A little friction at Boeing


friction-stir-welding toolFriction-frequently foe of aerospace and friendships-has had a makeover.

Boeing Phantom Works turned a process called friction-stir welding into a friendly force-for stronger, lighter and more efficient joining at Boeing.

The Delta II Heavy rocket that launched NASA's MESSENGER toward Mars last month is called "heavy" because it lifts heavy payloads. Friction-stir welding makes its seams and joints lighter-yet strong, to withstand tremendous stresses during flight.

In friction-stir welding, a rotating tool unites metals by softening their adjacent surfaces with friction heat while a probe, or pin, on the tool's underside mixes their molecules together (see box below).

Rivets and the filler materials in conventional welding add weight to air and space vehicles. Boeing uses millions of rivets. At one time it drilled and filled 1.1 million rivet holes a day-at $5 to $10 each, if you count the engineering, drilling, filling and inspecting those holes require. That's one reason Phantom Works began in 1995 to explore friction-stir welding as a replacement: It uses no filler materials.

Advantages of friction-stir welding

Lighter. No filler materials needed


Stronger. Finer weld grain of joints allows lighter structures.

Temperatures lower than melting point of metals. Held in solid state, they don't crack or become porous.

No fumes or spatter

Uniform look. Flat, good appearance

Low distortion and residual stresses

Can join a variety of metals, such as aluminum, titanium, steel, copper, and magnesium alloys-even metals considered "unweldable"

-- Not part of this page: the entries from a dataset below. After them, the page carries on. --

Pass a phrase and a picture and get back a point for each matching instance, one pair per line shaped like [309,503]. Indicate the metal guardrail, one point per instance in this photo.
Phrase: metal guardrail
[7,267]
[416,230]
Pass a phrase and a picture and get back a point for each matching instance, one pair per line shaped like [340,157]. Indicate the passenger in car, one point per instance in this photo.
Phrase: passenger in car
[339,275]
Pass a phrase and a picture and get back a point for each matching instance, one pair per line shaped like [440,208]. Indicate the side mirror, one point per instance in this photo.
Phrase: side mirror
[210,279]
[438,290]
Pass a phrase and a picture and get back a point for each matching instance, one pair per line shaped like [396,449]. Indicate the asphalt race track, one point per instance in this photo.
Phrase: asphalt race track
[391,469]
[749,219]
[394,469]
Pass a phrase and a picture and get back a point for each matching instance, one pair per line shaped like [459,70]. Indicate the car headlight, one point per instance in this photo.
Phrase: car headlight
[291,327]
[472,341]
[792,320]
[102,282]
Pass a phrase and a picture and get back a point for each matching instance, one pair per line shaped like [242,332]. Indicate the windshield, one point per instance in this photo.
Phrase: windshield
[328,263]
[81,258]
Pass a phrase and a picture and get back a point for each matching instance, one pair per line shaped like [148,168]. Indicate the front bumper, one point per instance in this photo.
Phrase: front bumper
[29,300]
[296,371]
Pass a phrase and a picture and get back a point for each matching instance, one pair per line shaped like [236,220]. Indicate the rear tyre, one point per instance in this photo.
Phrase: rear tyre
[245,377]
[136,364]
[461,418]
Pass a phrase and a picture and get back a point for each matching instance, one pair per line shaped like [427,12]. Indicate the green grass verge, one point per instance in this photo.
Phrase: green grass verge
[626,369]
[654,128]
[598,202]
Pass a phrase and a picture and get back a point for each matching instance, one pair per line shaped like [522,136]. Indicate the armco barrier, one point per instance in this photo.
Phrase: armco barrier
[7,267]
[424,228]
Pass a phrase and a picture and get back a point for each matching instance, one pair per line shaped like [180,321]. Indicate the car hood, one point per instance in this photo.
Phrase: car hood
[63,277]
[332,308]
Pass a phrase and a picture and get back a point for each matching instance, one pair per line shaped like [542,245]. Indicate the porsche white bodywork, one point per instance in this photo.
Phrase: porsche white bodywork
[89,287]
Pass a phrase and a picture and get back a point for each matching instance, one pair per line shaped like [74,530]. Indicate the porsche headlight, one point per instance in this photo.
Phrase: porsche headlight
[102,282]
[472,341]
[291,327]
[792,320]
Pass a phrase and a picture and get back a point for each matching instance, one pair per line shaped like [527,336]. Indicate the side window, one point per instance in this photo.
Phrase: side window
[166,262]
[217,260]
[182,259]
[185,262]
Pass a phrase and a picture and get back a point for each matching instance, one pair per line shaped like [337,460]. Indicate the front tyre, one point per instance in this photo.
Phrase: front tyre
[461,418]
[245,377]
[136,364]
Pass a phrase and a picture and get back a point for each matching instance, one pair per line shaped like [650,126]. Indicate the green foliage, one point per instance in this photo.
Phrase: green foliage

Can join two different metals

Highly repeatable. Welding skills not required

Can weld from any position











It also improves strength and ease of use (see box at left).

"The sky is not the limit to friction-stir joining," said Raj Talwar, Boeing manager of Metallic Processes in Phantom Works, St. Louis. Even space is no limit: Friction-stir welding cut joining costs on the Delta II and IV rockets in half, said John Tracy, vice president of Engineering for Integrated Defense Systems.

The most recent friction-stir weld approval for a Boeing aircraft is on the C-17 cargo ramp, said Max Runyan of Advanced Metallic Materials in Huntington Beach. Calif. The process will provide a "significant cost and weight saving" for the C-17 program, he added. Next use: the 747 freighter barrier beam.

"Boeing does lead the aerospace industry in friction-stir welding," asserted Boeing Technical Fellow Doug Waldron. He's been exploring the possibility of extending the process to additional industries as well, such as the automotive, maritime and railroad industries.

The future is bright for aerospace and friction. They are past their differences and working together. It's a match made at Boeing.

How it works

Friction-stir welding starts with a rotating cylindrical steel tool attached to the end of a drill-like machine. The single-piece tool consists of a short probe with a wider shoulder at the top.

First you clamp together the two pieces of metal you intend to join. Then you literally push the probe into the metal pieces at the join line, until the shoulder at the top rubs on the metal surfaces, its rotations creating friction heat. As the metals soften, they begin to turn with the probe, forming a sheath of plasticized metal spinning around it.

The tool's forward movement along the join line forces this "stir" of softened metals to squeeze around and fill in behind the probe, while the continued pressure from the shoulder presses the softened metal down-leaving a smooth path. The hardened mix holds the metal pieces together as one.